Trinta anos sem Marçal de Souza
“Santo Papa: nosso povo está morrendo!” Essas palavras de Marçal de Souza ainda ecoavam nas consciências dos cristãos do planeta quando, trinta anos atrás, em pleno processo de decadência da ditadura, Mato Grosso do Sul voltava às manchetes da imprensa mundial, dessa vez pelo covarde assassinato do imortal líder guarani cujas palavras haviam sensibilizado o Papa João Paulo II em sua visita ao Brasil, três anos antes.
Na ardilosa trama feita para golpear de morte o incômodo “Tupã’i” (deus-pequeno) – por ser sábio e leal ao seu povo –, os mandantes e executores tentaram transformar o hediondo crime em uma bizarra cilada por motivações passionais, no afã de perpetrar-lhe um segundo assassinato, o de sua memória: depois de morto, mais indefeso ainda.
Numa sociedade que vive de aparências, num primeiro momento a estratégia foi vitoriosa. Mas os setores organizados e a cidadania local repeliram à altura e esperam até hoje pela reparação dos danos morais sofridos pelo líder e sua comunidade.
Darcy Ribeiro, o grande brasileiro que dignificou a nacionalidade, foi preciso ao se referir, na missa de sétimo-dia, ao Marçal dos Guarani e de todas as etnias vitimadas pela ganância, desde os tempos sem lei da escravidão e da colonização que envergonham a espécie humana: “Este estado está manchado de sangue com a morte de Marçal de Souza.”

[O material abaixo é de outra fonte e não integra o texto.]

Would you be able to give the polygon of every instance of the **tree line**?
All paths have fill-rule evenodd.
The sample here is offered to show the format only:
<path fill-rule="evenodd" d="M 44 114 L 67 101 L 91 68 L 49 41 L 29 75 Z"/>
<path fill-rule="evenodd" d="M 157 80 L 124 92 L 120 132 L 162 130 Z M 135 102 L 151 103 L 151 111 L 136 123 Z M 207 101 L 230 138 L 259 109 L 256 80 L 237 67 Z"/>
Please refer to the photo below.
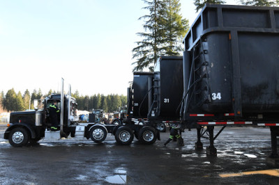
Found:
<path fill-rule="evenodd" d="M 33 100 L 41 99 L 50 95 L 52 93 L 56 93 L 55 91 L 50 90 L 45 95 L 43 95 L 40 89 L 38 90 L 34 90 L 32 93 L 30 93 L 29 90 L 26 90 L 22 95 L 20 91 L 17 93 L 13 88 L 7 91 L 6 95 L 2 91 L 0 93 L 0 112 L 4 111 L 22 111 L 27 109 L 33 109 Z M 119 107 L 123 106 L 127 103 L 127 97 L 124 95 L 80 95 L 77 90 L 75 93 L 72 93 L 72 97 L 75 97 L 77 103 L 78 110 L 91 111 L 92 109 L 103 109 L 105 112 L 112 113 L 116 111 Z"/>
<path fill-rule="evenodd" d="M 144 32 L 137 35 L 142 40 L 135 43 L 133 49 L 133 58 L 136 61 L 133 71 L 142 71 L 146 68 L 153 71 L 160 56 L 181 55 L 183 49 L 181 40 L 189 29 L 188 20 L 183 19 L 179 0 L 142 0 L 149 13 L 139 19 L 144 19 Z M 274 6 L 279 5 L 279 0 L 235 0 L 239 5 L 257 6 Z M 194 0 L 196 11 L 206 3 L 224 4 L 224 0 Z"/>

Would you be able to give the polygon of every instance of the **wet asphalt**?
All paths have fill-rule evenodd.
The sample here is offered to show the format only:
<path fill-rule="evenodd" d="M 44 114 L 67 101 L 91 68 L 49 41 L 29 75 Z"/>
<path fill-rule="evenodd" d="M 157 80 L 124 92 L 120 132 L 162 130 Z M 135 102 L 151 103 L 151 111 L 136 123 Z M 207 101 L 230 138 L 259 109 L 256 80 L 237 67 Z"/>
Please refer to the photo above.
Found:
<path fill-rule="evenodd" d="M 0 184 L 278 184 L 279 165 L 271 152 L 269 128 L 227 127 L 215 140 L 217 157 L 196 151 L 195 129 L 182 134 L 184 147 L 103 143 L 67 138 L 13 147 L 0 127 Z M 215 128 L 215 133 L 220 127 Z M 270 171 L 273 172 L 270 172 Z M 278 172 L 276 173 L 276 172 Z"/>

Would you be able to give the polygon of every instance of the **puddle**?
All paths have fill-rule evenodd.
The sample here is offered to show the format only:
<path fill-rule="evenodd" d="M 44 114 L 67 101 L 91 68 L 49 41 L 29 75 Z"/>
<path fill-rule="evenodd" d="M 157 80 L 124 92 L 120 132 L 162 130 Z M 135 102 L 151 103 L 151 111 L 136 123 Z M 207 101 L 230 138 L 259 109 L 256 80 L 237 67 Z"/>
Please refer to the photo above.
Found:
<path fill-rule="evenodd" d="M 122 169 L 116 169 L 115 170 L 115 173 L 118 173 L 118 174 L 126 174 L 127 171 L 122 170 Z"/>
<path fill-rule="evenodd" d="M 40 145 L 41 145 L 41 146 L 47 146 L 47 147 L 53 147 L 53 146 L 54 146 L 54 145 L 47 144 L 47 143 L 40 143 Z"/>
<path fill-rule="evenodd" d="M 114 176 L 107 177 L 105 181 L 108 183 L 123 184 L 127 182 L 127 175 L 116 175 Z"/>
<path fill-rule="evenodd" d="M 253 154 L 244 154 L 244 155 L 247 156 L 248 157 L 250 157 L 250 158 L 257 158 L 257 156 L 253 155 Z"/>
<path fill-rule="evenodd" d="M 77 180 L 85 180 L 87 178 L 87 176 L 82 175 L 79 175 L 79 177 L 75 177 L 76 179 Z"/>

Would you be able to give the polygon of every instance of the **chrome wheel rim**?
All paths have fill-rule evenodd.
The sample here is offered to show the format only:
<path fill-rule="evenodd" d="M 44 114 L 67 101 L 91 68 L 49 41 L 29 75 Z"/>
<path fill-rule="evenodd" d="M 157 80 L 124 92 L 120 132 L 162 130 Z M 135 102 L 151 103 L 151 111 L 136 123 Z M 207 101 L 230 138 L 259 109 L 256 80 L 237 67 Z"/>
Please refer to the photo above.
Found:
<path fill-rule="evenodd" d="M 21 131 L 16 131 L 13 134 L 13 142 L 17 144 L 22 143 L 24 139 L 24 136 Z"/>
<path fill-rule="evenodd" d="M 159 131 L 162 131 L 164 129 L 164 124 L 163 123 L 160 123 L 157 124 L 157 129 L 158 129 Z"/>
<path fill-rule="evenodd" d="M 154 138 L 154 134 L 149 130 L 146 131 L 143 134 L 143 138 L 145 141 L 150 142 Z"/>
<path fill-rule="evenodd" d="M 101 129 L 96 129 L 93 131 L 92 135 L 94 139 L 100 140 L 104 137 L 105 133 Z"/>
<path fill-rule="evenodd" d="M 130 138 L 130 134 L 128 131 L 124 130 L 124 131 L 121 131 L 119 133 L 119 139 L 122 142 L 128 141 Z"/>

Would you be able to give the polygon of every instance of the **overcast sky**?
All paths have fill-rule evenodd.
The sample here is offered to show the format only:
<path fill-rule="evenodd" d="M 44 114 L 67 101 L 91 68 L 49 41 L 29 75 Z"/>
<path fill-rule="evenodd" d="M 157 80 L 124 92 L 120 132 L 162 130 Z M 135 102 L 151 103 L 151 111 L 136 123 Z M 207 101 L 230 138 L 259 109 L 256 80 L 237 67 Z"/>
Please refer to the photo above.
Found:
<path fill-rule="evenodd" d="M 191 25 L 194 1 L 181 0 Z M 234 1 L 227 1 L 232 3 Z M 0 1 L 0 91 L 59 90 L 126 95 L 135 42 L 148 13 L 141 0 Z"/>

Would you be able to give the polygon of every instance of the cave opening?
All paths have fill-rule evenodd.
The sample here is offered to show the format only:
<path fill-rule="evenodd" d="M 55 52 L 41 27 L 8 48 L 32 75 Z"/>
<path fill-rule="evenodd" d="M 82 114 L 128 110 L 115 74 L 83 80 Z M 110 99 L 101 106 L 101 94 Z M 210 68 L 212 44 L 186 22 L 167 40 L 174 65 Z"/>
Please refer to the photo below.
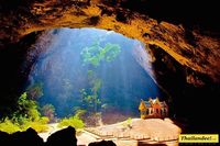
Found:
<path fill-rule="evenodd" d="M 141 99 L 164 99 L 142 67 L 148 56 L 136 40 L 113 31 L 56 29 L 34 46 L 24 63 L 37 56 L 24 91 L 53 122 L 84 111 L 87 124 L 97 124 L 99 116 L 103 123 L 116 123 L 139 117 Z"/>

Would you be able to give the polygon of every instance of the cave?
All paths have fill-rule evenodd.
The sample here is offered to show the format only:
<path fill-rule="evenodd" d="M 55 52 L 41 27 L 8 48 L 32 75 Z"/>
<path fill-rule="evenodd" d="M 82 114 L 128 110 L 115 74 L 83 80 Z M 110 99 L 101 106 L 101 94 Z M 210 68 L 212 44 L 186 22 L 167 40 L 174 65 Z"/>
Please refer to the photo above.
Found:
<path fill-rule="evenodd" d="M 18 110 L 16 101 L 32 66 L 50 42 L 50 37 L 44 37 L 37 46 L 41 50 L 34 45 L 37 40 L 53 29 L 56 34 L 64 27 L 95 27 L 145 44 L 148 59 L 140 59 L 139 64 L 162 90 L 170 108 L 169 117 L 183 133 L 219 132 L 220 24 L 216 21 L 218 16 L 215 18 L 218 4 L 213 1 L 200 2 L 200 7 L 184 0 L 179 3 L 169 0 L 8 0 L 0 3 L 1 117 Z M 212 9 L 204 11 L 207 8 Z M 140 53 L 136 58 L 144 56 Z"/>

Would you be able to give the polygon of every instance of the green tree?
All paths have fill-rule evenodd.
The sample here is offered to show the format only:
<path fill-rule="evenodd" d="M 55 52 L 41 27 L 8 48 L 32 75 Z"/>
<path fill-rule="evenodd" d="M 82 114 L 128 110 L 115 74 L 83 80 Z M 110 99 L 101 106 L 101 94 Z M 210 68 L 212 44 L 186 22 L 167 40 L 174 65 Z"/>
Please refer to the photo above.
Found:
<path fill-rule="evenodd" d="M 42 115 L 48 117 L 50 122 L 55 122 L 55 108 L 53 104 L 45 104 L 43 105 Z"/>
<path fill-rule="evenodd" d="M 43 83 L 42 82 L 36 82 L 33 86 L 30 86 L 26 89 L 26 93 L 28 93 L 28 97 L 30 99 L 37 100 L 38 98 L 44 96 L 44 93 L 43 93 Z"/>
<path fill-rule="evenodd" d="M 84 65 L 88 65 L 88 83 L 90 89 L 81 89 L 81 102 L 84 108 L 89 109 L 90 112 L 98 112 L 101 109 L 101 97 L 99 91 L 101 89 L 102 81 L 94 71 L 101 63 L 112 61 L 121 52 L 121 47 L 118 44 L 106 43 L 102 47 L 100 45 L 101 38 L 94 42 L 89 47 L 82 48 L 80 55 Z"/>

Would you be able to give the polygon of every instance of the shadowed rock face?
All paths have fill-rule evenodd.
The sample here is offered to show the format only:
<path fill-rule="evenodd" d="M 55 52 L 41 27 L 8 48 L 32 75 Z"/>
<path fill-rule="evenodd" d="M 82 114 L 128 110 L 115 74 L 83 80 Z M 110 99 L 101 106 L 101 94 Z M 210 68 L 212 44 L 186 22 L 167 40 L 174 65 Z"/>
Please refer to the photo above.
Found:
<path fill-rule="evenodd" d="M 145 43 L 154 58 L 155 75 L 148 74 L 167 92 L 172 115 L 184 117 L 195 130 L 216 132 L 212 115 L 220 97 L 220 24 L 212 19 L 218 14 L 215 2 L 198 7 L 184 0 L 3 0 L 0 5 L 2 112 L 10 110 L 2 106 L 14 101 L 29 72 L 29 67 L 20 70 L 25 48 L 37 36 L 33 32 L 97 27 Z M 204 11 L 208 7 L 212 9 Z M 191 14 L 180 13 L 185 11 Z"/>

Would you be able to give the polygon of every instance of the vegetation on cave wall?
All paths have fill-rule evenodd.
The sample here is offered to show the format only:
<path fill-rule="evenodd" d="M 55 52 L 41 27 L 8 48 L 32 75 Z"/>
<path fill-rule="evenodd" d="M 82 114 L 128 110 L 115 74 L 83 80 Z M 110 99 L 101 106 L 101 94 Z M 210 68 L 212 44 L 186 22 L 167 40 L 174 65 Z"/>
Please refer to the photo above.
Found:
<path fill-rule="evenodd" d="M 14 133 L 32 127 L 36 132 L 45 132 L 48 130 L 47 123 L 48 117 L 41 116 L 36 101 L 29 99 L 24 92 L 18 100 L 18 110 L 1 120 L 0 131 Z"/>

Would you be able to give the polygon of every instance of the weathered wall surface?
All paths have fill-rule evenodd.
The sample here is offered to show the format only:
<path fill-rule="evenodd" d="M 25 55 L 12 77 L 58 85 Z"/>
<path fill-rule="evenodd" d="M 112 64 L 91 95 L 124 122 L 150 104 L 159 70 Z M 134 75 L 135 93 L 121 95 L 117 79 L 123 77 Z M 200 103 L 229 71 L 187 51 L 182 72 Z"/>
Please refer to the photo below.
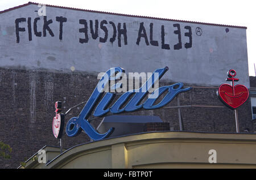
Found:
<path fill-rule="evenodd" d="M 74 67 L 97 74 L 117 66 L 147 72 L 167 66 L 163 79 L 210 86 L 232 68 L 249 87 L 245 28 L 52 7 L 43 17 L 39 9 L 30 5 L 0 14 L 1 67 Z"/>
<path fill-rule="evenodd" d="M 65 112 L 69 108 L 86 101 L 97 82 L 96 76 L 80 72 L 1 68 L 0 137 L 1 140 L 10 145 L 13 152 L 11 159 L 0 159 L 0 167 L 16 168 L 20 162 L 30 157 L 46 144 L 59 145 L 52 132 L 55 102 L 61 101 L 63 112 Z M 160 86 L 172 84 L 163 80 L 160 83 Z M 185 84 L 185 87 L 188 85 Z M 218 100 L 216 91 L 217 88 L 193 88 L 179 95 L 181 105 L 191 105 L 181 108 L 185 131 L 236 132 L 234 112 Z M 171 130 L 179 131 L 177 109 L 172 108 L 176 106 L 175 97 L 159 109 L 142 109 L 122 114 L 159 115 L 164 122 L 170 122 Z M 81 105 L 71 111 L 65 118 L 65 123 L 71 117 L 77 117 L 82 107 Z M 239 108 L 241 132 L 245 128 L 249 128 L 251 132 L 254 131 L 250 110 L 249 100 Z M 94 118 L 91 116 L 89 119 Z M 97 127 L 102 119 L 97 118 L 92 123 Z M 84 133 L 77 137 L 68 137 L 64 133 L 63 138 L 65 148 L 89 140 Z"/>

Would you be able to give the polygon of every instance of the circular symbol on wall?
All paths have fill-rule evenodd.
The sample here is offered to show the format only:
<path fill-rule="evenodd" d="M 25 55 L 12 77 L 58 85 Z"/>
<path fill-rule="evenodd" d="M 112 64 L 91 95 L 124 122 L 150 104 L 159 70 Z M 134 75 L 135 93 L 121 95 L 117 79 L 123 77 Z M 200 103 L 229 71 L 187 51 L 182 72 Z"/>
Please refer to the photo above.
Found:
<path fill-rule="evenodd" d="M 196 33 L 197 36 L 201 36 L 201 35 L 203 34 L 202 29 L 201 29 L 200 27 L 197 27 L 196 28 Z"/>

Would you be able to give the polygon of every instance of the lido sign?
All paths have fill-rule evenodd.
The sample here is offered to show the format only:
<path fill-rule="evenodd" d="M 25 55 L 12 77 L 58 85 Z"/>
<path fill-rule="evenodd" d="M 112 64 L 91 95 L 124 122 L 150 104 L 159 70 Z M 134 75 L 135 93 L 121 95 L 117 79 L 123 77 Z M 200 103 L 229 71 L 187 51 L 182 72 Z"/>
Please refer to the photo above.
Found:
<path fill-rule="evenodd" d="M 144 103 L 140 104 L 146 95 L 148 94 L 148 90 L 154 86 L 156 82 L 160 80 L 168 70 L 168 67 L 155 70 L 140 88 L 130 90 L 124 93 L 110 108 L 108 108 L 107 106 L 113 98 L 114 93 L 106 92 L 101 100 L 100 100 L 101 95 L 104 93 L 104 89 L 108 85 L 109 81 L 118 79 L 121 76 L 122 73 L 125 72 L 124 70 L 121 67 L 114 67 L 109 69 L 105 72 L 98 82 L 79 115 L 71 118 L 68 121 L 65 128 L 67 135 L 69 136 L 77 136 L 82 130 L 84 130 L 91 139 L 94 140 L 103 139 L 111 135 L 114 131 L 114 128 L 110 128 L 104 134 L 99 134 L 94 130 L 88 121 L 88 117 L 94 108 L 93 115 L 95 117 L 102 116 L 108 112 L 119 114 L 124 112 L 134 112 L 141 108 L 147 110 L 154 109 L 166 105 L 171 102 L 178 93 L 191 89 L 191 87 L 182 88 L 183 86 L 182 83 L 161 87 L 149 95 Z M 121 85 L 122 85 L 121 83 L 117 83 L 114 84 L 112 88 L 118 88 Z M 168 91 L 168 92 L 162 101 L 157 104 L 154 104 L 158 97 L 166 91 Z M 129 101 L 122 108 L 129 99 L 130 99 Z M 100 102 L 96 106 L 97 102 Z M 56 107 L 56 105 L 55 106 Z M 53 123 L 52 129 L 55 137 L 60 138 L 59 135 L 61 134 L 61 132 L 59 131 L 61 128 L 59 127 L 61 127 L 61 123 L 63 123 L 64 122 L 61 122 L 61 117 L 58 114 L 56 113 L 56 117 L 53 118 L 55 122 Z M 56 122 L 56 120 L 59 122 Z"/>

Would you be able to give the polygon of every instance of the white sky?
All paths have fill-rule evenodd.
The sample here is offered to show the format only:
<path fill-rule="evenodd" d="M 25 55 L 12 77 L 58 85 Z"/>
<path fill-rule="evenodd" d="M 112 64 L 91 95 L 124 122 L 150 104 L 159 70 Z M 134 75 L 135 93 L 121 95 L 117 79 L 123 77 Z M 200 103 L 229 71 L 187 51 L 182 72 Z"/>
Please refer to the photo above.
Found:
<path fill-rule="evenodd" d="M 1 0 L 0 11 L 28 0 Z M 256 6 L 251 0 L 35 0 L 42 4 L 177 20 L 247 27 L 249 75 L 255 76 Z M 256 66 L 256 65 L 255 65 Z"/>

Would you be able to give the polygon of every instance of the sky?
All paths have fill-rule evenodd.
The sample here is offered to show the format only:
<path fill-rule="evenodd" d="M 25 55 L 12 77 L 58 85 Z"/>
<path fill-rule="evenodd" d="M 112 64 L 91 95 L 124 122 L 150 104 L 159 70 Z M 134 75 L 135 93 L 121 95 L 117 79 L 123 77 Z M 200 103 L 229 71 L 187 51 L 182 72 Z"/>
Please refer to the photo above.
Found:
<path fill-rule="evenodd" d="M 1 0 L 0 11 L 28 0 Z M 34 2 L 86 10 L 247 27 L 249 75 L 255 76 L 256 10 L 251 0 L 39 0 Z"/>

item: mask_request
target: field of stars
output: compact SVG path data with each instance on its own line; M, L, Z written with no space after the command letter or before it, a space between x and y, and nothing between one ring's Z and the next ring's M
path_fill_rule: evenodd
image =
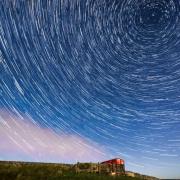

A ditadura acabou, o muro de Berlim caiu, a guerra fria passou para a história, mas a condição de penúria, desrespeito e vitimização pela pistolagem dos povos originários não continua igual porque se agravou. Nem parece que a Constituição Federal de 1988 consagrou uma série de direitos à cidadania brasileira, sobretudo aos índios.
Nem parece que já tivemos um trabalhador metalúrgico eleito e reeleito presidente da República pelo voto direto. Em Mato Grosso do Sul, o partido que governa é o mesmo da época do assassinato de Marçal, ainda impune.
A Assembleia Constituinte fizera constar no texto constitucional prazo de cinco anos (esgotados em 1993) para a demarcação das terras indígenas em todo o território nacional, coisa que até o momento sequer são resolvidas as que são verdadeiros focos de conflitos armados.
Há um verdadeiro jogo de empurra nas altas esferas de decisão dos três Poderes constituídos do País, e as grandes empresas midiáticas se encarregam de disseminar factoides para justificar tanta violência contra uma população de excluídos de tudo.
Os sul-mato-grossenses não podem se omitir, não podem parar de se indignar, diante de tanta impunidade, que, aliás, estimula e encoraja os adeptos da tradição do “sabe com quem está falando?”, curiosa e inexplicavelmente praticada por forasteiros que chegaram às terras de nossos generosos ancestrais com uma mão na frente e outra atrás, sem absolutamente nada, além da ganância, da sanha e da ousadia atrevida dos que nada têm a perder...
Durante a luta contra a ditadura, havia uma consigna nos movimentos sociais que advertiam para a solidariedade à causa indígena. Dizia ela: “O destino do índio está na consciência do branco.” Nem é preciso dizer que os povos indígenas mudaram para melhor esse apelo, talvez bem intencionado, mas totalmente descolado da realidade histórica.
Ainda que ao custo do sangue e da vida de líderes como Marçal e mais recentemente Oziel – o terena assassinado impunemente em Sidrolândia cinco meses atrás –, nossos povos ancestrais não se acovardam e escrevem sua historia com dignidade e coragem, para nos honrar e ensinar a não nos curvarmos diante da prepotência e da opressão.
(*) Semy Ferraz é engenheiro civil e secretário de Infraestrutura, Transporte e Habitação de Campo Grande.